Jornal de Letras: Porque os Heróis do Mar?
Jorge Pereirinha Pires: Fizemos este filme por várias razões, a primeira das quais porque queríamos fazer alguma coisa juntos. Qualquer coisa que se visse.
José Francisco Pinheiro: Dentro do género documental, sobre uma agremiação musical ou um movimento artístico, poderíamos ter ido por caminhos mais fáceis. O mais difícil talvez fosse mesmo os Heróis do Mar e agarramos esse desafio.
JPP: Porque é uma banda que já acabou há quase 20 anos, não é tema de actualidade. Na prática, durante estes anos, andámos a investigar como respigadores, como no filme da Agnès Varda. Os Heróis vêm de um meio cultural muito pequeno de Lisboa, que no fim dos anos 70 estava sintonizado com outras correntes que agitavam as capitais europeias. A sua via é a música popular, mas o que transmitem é bastante mais vasto. Daí também a sua importância, são literalmente os porta-estandarte.
- Brava Dança fala também de uma geração?
JFP: Dos anos 80 e também de Portugal na actualidade.
JPP: Dificilmente poderíamos encontrar outro grupo que reunisse as suas características e que nos permitisse alargar o discurso para além da ‘infantilização’ das audiências, que normalmente se usa quando se fala de música popular. Além disso, os ‘Heróis’ são realmente notáveis e diferentes.
- Notáveis porque se tornaram muito notados?
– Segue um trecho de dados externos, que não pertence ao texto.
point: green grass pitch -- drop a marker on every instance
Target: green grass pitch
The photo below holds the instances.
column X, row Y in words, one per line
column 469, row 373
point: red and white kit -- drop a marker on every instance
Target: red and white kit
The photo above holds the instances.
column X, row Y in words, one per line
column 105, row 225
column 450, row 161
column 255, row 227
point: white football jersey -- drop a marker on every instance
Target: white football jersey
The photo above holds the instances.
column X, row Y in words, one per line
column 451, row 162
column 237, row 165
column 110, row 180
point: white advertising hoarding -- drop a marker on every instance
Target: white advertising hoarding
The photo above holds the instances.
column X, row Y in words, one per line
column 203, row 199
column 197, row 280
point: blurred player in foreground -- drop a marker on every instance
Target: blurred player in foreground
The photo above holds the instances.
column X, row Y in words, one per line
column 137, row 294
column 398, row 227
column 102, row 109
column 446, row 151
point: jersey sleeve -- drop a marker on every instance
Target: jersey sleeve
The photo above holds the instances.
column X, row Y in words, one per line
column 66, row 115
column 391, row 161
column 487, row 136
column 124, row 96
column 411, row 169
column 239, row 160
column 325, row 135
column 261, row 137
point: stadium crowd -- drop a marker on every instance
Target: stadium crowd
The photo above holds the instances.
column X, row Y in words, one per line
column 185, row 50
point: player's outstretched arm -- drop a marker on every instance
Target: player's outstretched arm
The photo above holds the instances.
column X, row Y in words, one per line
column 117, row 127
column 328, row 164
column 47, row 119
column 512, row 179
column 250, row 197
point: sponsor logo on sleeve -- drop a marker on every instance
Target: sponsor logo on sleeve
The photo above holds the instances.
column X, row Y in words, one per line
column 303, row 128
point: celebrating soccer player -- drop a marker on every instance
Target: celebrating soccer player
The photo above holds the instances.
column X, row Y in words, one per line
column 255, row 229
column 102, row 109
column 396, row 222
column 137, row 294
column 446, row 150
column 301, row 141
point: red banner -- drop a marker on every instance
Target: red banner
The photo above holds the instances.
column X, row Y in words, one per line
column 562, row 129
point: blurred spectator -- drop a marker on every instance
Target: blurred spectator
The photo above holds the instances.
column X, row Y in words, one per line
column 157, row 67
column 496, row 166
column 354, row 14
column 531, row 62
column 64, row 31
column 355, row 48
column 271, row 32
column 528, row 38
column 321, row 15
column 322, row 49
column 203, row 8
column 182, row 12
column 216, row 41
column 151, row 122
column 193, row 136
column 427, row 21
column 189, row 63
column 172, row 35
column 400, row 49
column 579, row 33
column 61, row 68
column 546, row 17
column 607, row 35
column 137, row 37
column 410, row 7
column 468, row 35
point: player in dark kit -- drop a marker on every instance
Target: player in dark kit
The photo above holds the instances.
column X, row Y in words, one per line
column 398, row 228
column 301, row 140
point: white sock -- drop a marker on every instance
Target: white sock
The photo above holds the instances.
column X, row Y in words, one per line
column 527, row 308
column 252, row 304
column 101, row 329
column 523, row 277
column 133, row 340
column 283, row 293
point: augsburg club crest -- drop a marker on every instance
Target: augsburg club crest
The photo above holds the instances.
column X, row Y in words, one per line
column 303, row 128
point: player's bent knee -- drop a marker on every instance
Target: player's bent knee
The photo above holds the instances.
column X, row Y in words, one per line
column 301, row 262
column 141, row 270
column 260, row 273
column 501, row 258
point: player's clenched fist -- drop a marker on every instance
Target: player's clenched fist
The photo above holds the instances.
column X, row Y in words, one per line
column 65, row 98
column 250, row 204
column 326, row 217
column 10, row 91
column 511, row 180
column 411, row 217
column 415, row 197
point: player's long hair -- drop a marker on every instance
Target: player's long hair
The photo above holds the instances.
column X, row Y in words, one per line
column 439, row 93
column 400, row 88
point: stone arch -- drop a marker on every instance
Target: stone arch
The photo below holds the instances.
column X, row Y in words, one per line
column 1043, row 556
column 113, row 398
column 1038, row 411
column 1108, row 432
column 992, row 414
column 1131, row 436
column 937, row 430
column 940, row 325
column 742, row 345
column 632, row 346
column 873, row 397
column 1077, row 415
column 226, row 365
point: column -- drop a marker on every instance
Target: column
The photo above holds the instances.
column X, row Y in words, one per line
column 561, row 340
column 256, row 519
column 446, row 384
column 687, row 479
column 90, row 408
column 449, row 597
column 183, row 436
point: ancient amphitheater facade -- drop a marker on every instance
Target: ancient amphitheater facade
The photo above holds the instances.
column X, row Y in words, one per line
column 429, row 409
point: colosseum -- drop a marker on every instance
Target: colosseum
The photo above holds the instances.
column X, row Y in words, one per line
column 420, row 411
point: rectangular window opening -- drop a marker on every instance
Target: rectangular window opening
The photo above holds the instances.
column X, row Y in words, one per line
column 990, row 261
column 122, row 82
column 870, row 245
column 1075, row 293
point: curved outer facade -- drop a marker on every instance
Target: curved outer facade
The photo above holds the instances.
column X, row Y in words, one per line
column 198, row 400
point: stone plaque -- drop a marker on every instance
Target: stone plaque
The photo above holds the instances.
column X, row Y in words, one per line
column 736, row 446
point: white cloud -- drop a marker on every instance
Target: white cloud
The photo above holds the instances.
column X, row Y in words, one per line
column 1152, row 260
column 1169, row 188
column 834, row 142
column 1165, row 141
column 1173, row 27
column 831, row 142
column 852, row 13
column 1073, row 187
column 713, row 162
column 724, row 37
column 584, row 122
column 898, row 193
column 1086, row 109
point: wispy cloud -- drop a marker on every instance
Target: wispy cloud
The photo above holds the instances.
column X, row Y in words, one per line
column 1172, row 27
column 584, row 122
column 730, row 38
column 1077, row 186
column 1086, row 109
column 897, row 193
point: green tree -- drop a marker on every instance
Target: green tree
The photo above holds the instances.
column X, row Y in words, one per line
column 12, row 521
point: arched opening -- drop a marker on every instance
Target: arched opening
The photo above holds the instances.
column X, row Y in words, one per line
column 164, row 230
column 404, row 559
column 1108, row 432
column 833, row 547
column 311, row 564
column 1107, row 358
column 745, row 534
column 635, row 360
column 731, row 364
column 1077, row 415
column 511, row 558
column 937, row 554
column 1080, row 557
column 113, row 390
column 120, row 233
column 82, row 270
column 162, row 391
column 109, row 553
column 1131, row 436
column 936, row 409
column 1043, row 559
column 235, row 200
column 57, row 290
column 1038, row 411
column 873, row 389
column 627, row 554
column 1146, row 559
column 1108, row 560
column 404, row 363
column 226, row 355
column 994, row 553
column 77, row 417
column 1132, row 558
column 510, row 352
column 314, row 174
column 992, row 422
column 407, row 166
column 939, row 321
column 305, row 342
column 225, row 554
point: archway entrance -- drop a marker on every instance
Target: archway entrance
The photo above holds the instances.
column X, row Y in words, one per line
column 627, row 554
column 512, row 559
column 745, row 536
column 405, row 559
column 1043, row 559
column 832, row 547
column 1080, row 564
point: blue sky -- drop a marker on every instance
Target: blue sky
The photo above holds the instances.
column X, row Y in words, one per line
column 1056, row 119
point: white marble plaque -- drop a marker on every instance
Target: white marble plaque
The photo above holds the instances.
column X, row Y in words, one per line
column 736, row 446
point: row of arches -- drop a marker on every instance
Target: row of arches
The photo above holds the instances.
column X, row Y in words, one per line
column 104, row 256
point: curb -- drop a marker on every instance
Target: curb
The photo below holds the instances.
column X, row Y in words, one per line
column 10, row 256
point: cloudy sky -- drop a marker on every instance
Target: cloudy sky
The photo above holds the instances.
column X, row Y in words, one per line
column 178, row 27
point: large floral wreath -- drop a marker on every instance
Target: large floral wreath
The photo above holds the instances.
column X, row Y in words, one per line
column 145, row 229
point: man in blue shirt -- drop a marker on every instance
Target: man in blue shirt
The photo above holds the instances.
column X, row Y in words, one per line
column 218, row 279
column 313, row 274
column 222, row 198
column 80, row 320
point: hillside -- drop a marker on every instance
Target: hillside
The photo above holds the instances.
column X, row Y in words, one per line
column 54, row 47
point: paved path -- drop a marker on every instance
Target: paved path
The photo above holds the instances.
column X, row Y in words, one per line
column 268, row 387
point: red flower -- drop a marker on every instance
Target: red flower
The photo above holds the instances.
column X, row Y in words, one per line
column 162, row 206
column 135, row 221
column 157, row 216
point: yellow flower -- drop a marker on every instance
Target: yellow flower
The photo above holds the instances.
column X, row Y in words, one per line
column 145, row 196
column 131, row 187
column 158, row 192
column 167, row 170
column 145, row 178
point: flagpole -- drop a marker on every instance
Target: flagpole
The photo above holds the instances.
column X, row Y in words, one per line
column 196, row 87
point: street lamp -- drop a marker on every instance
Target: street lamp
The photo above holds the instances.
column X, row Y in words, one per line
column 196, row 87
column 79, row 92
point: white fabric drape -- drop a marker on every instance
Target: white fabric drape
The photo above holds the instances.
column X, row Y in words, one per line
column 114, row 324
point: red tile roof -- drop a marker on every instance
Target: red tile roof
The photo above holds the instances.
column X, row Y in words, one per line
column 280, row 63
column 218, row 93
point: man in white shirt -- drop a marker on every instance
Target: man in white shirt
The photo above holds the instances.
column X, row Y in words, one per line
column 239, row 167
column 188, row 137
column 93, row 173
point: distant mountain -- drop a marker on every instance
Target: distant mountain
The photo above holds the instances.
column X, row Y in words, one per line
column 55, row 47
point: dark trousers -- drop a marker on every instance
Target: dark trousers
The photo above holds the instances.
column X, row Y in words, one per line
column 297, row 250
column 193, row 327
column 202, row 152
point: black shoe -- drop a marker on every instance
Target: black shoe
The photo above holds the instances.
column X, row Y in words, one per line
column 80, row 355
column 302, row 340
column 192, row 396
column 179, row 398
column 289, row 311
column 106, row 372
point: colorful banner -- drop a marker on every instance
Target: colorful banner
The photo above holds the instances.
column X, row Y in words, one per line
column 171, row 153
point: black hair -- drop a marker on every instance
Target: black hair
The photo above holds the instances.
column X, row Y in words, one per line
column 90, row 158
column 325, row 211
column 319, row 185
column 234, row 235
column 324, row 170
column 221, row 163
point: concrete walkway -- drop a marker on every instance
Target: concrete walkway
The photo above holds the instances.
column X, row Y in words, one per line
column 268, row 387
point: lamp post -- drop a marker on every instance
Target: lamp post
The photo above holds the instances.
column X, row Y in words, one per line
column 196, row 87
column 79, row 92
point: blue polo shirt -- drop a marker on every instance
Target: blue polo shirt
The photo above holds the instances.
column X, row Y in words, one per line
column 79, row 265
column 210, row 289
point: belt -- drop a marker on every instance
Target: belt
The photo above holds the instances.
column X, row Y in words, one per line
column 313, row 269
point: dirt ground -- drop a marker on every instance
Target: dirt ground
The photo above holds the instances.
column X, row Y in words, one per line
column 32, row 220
JFP: Notáveis individualmente e em conjunto. São cinco personagens fortes e a energia que geraram juntos resultou em algo extraordinário num Portugal que não dançava, com pouco sentido de humor. Acho que nunca mais houve cá um front man de uma banda como o Rui Pregal da Cunha, com a devida vénia a Rui Reininho, que é contemporâneo. Mas também Pedro Ayres Magalhães, com a sua clarividência e genialidade, António José Almeida, sempre crítico, Carlos Maria Trindade, muito cerebral, ou Paulo Pedro Gonçalves, que é uma força da Natureza.
- De Brava Dança decorre a desconstrução de certas ideias feitas sobre os Heróis do Mar, muito conotados com a Direita?
JPP: Foram colocados nesse papel. A leitura que se fez dos Heróis do Mar, a decifração daquele processo artístico, foi condicionada à partida pelos média. Aparentemente certa esquerda estava desesperadamente a precisar de inimigos como forma de mobilizar os seus apoiantes. Aqueles rapazes puseram-se a jeito. É um pouco a medida do Portugal que tínhamos. Ou temos. Evidentemente que essa campanha teve consequências. Por exemplo, o facto de pessoas da extrema-direita aparecerem nos concertos a fazerem a saudação nazi. Eles tinham que os interromper e pedir-lhes para saírem. Claro que isso não era notícia na imprensa. Ninguém se dava ao trabalho de andar a ver os concertos para escrever sobre eles. A crítica musical no início dos anos 80 não era brilhante. Há o célebre episódio de Com as Minhas Tamanquinhas, de Zeca Afonso, ter sido considerado o pior disco do ano...
JFP: Ainda hoje somos consequência desses tempos. Saltámos directos da censura para o mercado, sem fundamentos. E muita imprensa, muito veículo de divulgação não está actualizado com as forças criativas que existem neste país. É mais fácil e seguro pegar nos nomes que já existem há muito tempo, do que investigar, sistematizar e mostrar tanta coisa nova que está a ser feita por jovens. E mais velhos, porque dói imenso ver pessoas que nunca tiveram o lugar que merecem.
- Por exemplo?
JPP: Al Berto. E com tanto lixo que se publica em DVD, acho notável que não se consiga ver filmes portugueses como os do António Reis e da Margarida Cordeiro.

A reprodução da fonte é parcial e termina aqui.